In set-back vertical ranks, choruses of floating monks and nuns chant as we await the drawing. Our separate retinues hold or adjust their altitudes behind us, both to hearten us and to keep their sight lanes clear. Tiny levitating cameras, costumed as birds, televise the event to community members in all three bays.
Jetsun’s boyish face looks at once exalted and terrified.
Lhundrub Gelek, the Panchen Lama, lifts his arms and announces that the lottery has begun. Today he blazes with the bearing and the ferocity of a Hebrew seraph. Tug-monks keep him from rising in gravid slow motion to the ceiling. Abbess Yeshe Yargag levitates about a meter to his right, with tug-nuns to keep her from wandering up, down, or sideways. Gelek reports that name slips for Jetsun Trimon and Greta Bryn Brasswell already drift about in the oversized urn attached to the dais. Neither of us, he says, needs to maneuver forward to reach into the urn and pull out a name-slip envelope. Nor do we need surrogates to do so.
We will simply wait.
We will simply wait… until an envelope rises on its own from the urn.
Then Gelek will grab it, open the envelope, and read the name-slip aloud for all those watching in the Temple hall or via telelinks. Never mind that our wait could take hours, and that, if it does, viewers in every bay will volunteer to rejoin the vast majority of our population in ursidormizine slumber.
And so we wait.
And so we wait… and finally a small blue envelope rises through the mouth of the crosshatched gold urn.

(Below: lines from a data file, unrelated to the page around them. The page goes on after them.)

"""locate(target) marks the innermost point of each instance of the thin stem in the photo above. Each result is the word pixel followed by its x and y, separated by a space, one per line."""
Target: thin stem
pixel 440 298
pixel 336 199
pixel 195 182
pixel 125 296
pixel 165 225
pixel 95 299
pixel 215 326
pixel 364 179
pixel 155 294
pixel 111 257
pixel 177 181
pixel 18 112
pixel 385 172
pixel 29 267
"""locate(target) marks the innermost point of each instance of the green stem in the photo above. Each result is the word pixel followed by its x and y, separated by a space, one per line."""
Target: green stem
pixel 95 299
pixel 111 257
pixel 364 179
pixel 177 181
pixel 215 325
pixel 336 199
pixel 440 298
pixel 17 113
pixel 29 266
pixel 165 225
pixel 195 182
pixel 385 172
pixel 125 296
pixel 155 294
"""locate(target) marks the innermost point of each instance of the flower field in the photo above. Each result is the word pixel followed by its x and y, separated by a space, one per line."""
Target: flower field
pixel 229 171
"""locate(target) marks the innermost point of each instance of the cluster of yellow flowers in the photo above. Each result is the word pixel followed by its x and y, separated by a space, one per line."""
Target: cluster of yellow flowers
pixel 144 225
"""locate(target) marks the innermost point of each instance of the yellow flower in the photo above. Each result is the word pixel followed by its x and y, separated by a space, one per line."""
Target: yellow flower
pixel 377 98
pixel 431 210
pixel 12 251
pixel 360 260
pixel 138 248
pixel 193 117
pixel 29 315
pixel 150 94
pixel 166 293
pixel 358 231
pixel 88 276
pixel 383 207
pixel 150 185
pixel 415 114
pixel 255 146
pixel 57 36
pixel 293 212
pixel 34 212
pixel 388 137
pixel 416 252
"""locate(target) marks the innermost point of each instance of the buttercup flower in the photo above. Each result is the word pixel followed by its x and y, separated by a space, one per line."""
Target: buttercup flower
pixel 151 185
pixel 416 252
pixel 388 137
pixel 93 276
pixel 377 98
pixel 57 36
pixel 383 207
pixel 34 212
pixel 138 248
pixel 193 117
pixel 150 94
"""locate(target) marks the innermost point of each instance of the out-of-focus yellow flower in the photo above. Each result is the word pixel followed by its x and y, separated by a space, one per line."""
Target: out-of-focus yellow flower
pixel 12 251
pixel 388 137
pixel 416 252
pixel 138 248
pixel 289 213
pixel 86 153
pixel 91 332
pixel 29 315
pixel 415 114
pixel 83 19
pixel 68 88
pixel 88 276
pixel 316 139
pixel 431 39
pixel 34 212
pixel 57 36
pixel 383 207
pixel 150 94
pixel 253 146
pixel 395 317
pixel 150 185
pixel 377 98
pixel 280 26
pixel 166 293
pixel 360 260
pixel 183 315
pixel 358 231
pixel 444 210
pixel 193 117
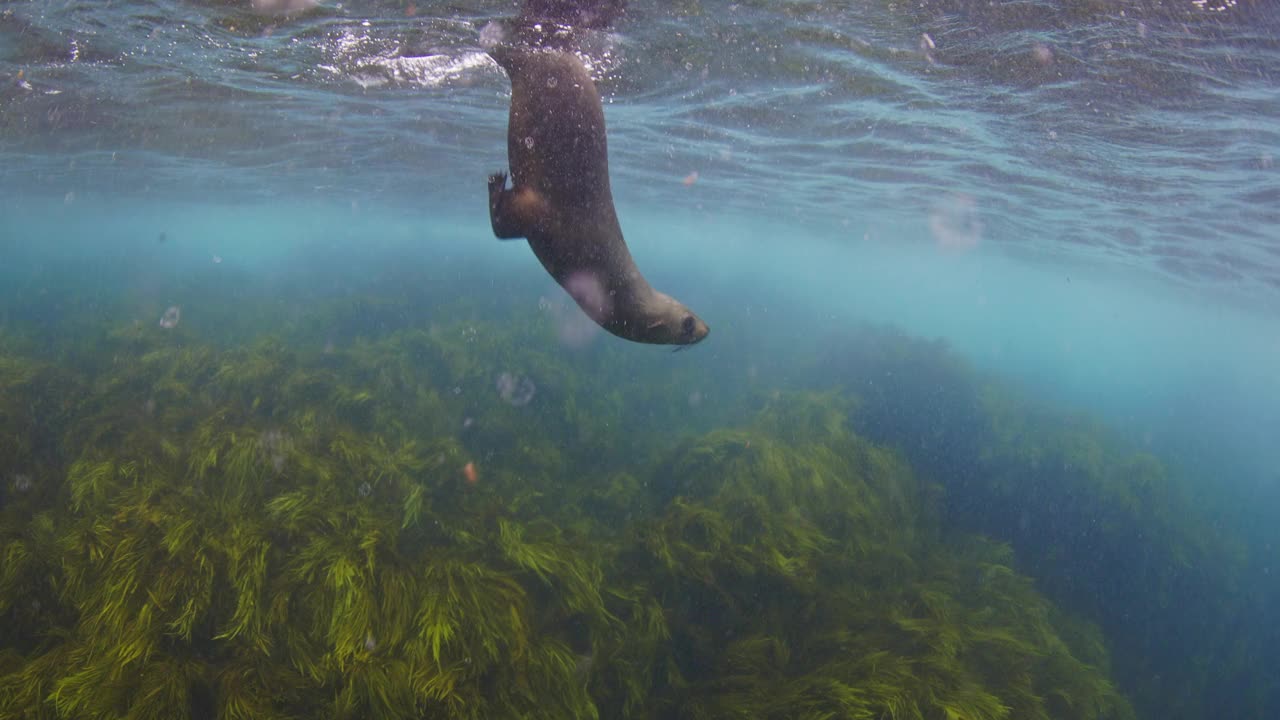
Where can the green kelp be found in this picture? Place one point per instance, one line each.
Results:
(804, 575)
(233, 541)
(1106, 529)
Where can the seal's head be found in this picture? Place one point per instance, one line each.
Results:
(670, 322)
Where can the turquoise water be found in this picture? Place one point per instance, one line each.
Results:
(1080, 201)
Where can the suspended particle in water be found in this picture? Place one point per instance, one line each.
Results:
(169, 320)
(516, 390)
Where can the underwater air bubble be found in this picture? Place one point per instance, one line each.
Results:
(955, 223)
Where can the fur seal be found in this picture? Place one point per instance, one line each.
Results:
(560, 199)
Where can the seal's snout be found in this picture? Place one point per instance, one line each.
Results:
(693, 329)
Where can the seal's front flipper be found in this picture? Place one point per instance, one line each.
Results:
(513, 212)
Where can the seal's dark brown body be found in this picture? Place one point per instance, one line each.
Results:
(561, 201)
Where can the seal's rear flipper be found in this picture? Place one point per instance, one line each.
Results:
(513, 213)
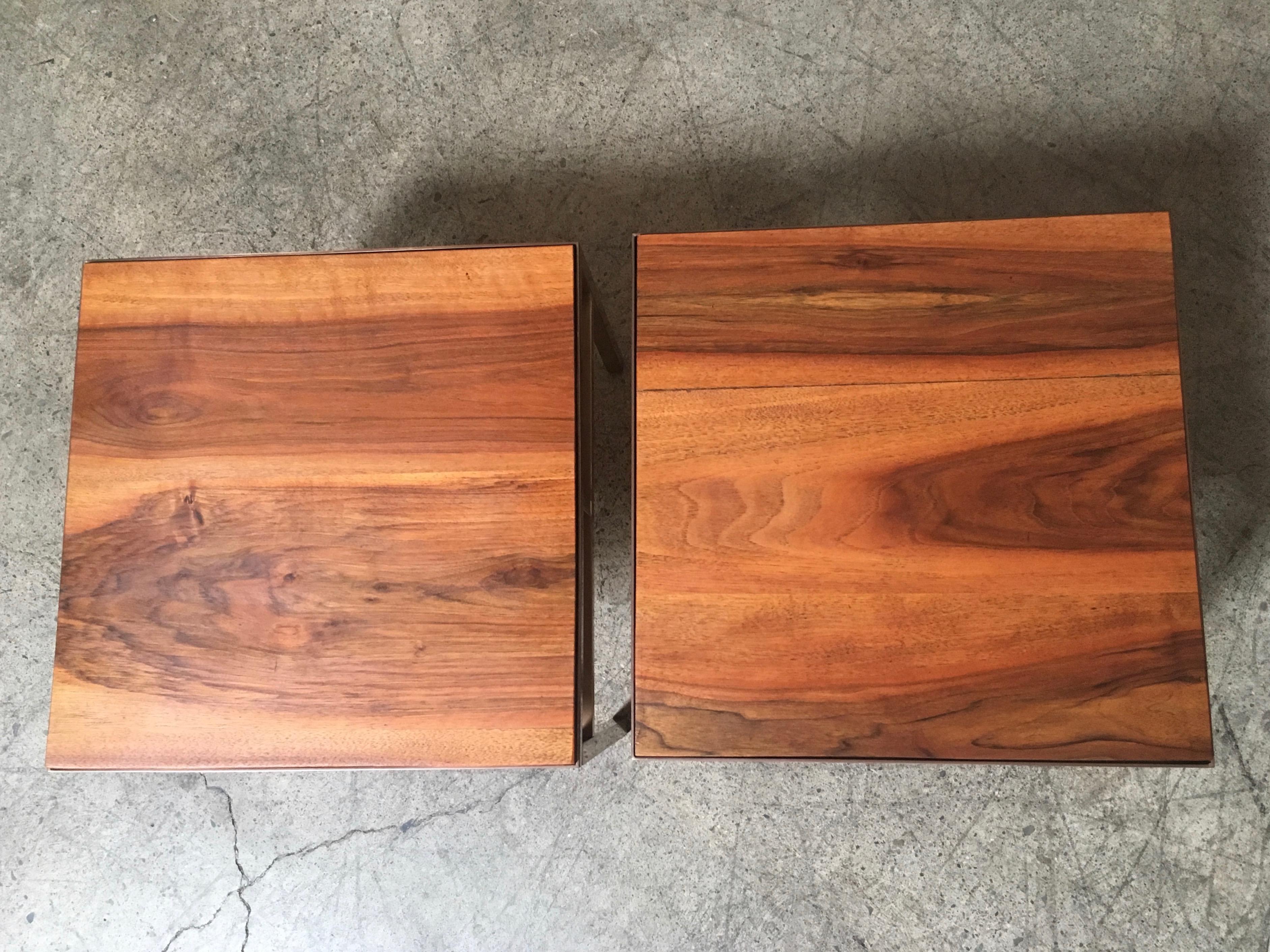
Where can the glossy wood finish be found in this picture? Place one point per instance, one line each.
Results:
(915, 492)
(322, 512)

A tug-monk snatches it from the air, before it can descend out of view again, and hands it to the PL.
Startled, because he’s nodded off several times over the past fifty-some minutes, Gelek opens the envelope, pulls out the name slip, reads it to himself, and passes it on to Abbess Yargag, whose excited tug-nuns steady her so that she may announce the name of the true Soul Child.